Even driving to the coast, there are frequent reminders of yesteryears’ sporting events.
Wherever there are road works and the concrete barriers are rolled out, the signage on the side of the bollards is an instant reminder of the Canberra GMC 400. The barriers were an integral component of this V8 Supercar race that lasted just three years into a five-year contract.
The street circuit through the Parliamentary Triangle, designed by Mark Skaife, was the venue for the event between 2000 and 2002 before it was halted because of concerns over government expenditure on the race.
The race livened up the city in more ways than one. It attracted thousands of motorsport fans to Canberra over the Queen’s Birthday June long weekend. It also resulted in a surge of calls to talkback radio and letters to the editor over the disruption to the daily commute, the cost, and noise and air pollution concerns.
The Birdman Rally was another attraction that saw thousands flock to the slopes of Regatta Point to watch enthusiasts jump off a 10-metre platform in homemade flying machines.
In 1991 we watched the late George Reekie aboard his handmade fibreglass and foam glider. He successfully flew 50 metres and pocketed the $20,000 in prize money. His was a rare success. Others on that day simply plummeted straight into the lake from the platform. (Visit NFSA for the full glory of the Birdman Rally – and the epic crowd – of the much-loved competition.)

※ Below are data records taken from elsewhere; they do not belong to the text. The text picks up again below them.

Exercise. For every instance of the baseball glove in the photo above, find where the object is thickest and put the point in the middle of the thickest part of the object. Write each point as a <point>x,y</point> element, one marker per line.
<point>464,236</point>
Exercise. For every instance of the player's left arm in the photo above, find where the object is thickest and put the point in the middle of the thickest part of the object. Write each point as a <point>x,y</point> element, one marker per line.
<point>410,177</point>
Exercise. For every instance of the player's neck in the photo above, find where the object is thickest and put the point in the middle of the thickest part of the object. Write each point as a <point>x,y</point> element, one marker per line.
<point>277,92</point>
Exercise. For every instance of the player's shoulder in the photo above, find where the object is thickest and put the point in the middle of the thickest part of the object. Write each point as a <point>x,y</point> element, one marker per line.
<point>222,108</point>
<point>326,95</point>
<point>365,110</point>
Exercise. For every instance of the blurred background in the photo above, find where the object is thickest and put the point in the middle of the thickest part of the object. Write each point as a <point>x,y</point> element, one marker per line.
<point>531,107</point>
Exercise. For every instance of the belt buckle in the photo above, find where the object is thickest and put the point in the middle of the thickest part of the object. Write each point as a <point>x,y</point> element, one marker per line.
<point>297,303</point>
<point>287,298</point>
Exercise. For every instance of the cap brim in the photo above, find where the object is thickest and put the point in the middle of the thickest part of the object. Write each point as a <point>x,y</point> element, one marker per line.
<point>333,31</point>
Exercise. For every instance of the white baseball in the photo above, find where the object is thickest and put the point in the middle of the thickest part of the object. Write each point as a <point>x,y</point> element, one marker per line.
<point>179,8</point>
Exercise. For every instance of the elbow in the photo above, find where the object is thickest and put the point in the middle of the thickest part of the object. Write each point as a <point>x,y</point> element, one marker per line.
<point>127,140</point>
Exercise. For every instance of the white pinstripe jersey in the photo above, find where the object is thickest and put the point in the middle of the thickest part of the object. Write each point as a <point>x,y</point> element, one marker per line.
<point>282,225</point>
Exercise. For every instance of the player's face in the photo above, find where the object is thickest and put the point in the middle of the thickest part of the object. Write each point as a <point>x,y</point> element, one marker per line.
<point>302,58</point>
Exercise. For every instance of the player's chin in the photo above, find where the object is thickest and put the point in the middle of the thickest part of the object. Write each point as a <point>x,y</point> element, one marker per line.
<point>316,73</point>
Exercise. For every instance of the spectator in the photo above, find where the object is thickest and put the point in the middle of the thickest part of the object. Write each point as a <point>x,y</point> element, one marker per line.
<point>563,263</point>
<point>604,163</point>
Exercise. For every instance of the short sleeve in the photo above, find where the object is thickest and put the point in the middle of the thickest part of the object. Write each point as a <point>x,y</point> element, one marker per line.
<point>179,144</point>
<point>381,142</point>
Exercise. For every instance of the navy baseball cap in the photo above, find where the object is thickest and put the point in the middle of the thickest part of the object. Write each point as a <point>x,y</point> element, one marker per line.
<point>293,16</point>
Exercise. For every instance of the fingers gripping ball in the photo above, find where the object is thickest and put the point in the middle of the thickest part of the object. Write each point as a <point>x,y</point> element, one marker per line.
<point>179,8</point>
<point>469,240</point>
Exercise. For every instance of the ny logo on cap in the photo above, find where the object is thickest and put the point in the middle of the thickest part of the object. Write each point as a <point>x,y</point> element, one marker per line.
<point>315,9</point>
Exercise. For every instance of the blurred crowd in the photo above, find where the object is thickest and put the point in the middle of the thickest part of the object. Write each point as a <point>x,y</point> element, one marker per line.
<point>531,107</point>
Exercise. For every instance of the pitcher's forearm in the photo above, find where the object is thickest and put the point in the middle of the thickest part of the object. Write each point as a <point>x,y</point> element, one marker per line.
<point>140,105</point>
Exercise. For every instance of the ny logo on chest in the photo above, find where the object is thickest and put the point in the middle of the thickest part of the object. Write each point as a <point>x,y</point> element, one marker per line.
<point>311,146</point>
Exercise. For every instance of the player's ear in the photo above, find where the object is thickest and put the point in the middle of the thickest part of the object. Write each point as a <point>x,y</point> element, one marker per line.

On reflection, it’s probably not a surprise that the Birdman Rally met its own watery grave in 1992 due to costs, including primarily, and not surprisingly, public liability insurance.
For many years the Commonwealth Bank Cycling Classic, featuring a number of the world’s top riders in a race down the east coast of Australia, had Canberra as the final stage in October.
Thousands cheered behind makeshift barriers with cyclists jostling for positions at high speed along the criterion circuit created through the streets of Civic. The race came to its demise almost 20 years ago with the loss of sponsorship among the reasons for the end.
The ANZ Tour Golf Championship took place at Royal Canberra for three years from 1998 to 2000 featuring the top players on the men’s Australasian tour at the end of the year. Sadly for golf fans, it only lasted three years.
Royal Canberra, of course, hosted the Australian Ladies Open in 2013. But it could be many years before it returns due to the competitive nature of bidding for the rights to host major tournaments.
There are other events that Canberra has hosted including the Masters Games in 1997 and 2003, attracting many thousands of competitors to our city.
Although the examples given here have been relegated to history for various reasons, they clearly say something about the capacity of Canberra to successfully host a plethora of unique and diverse sports.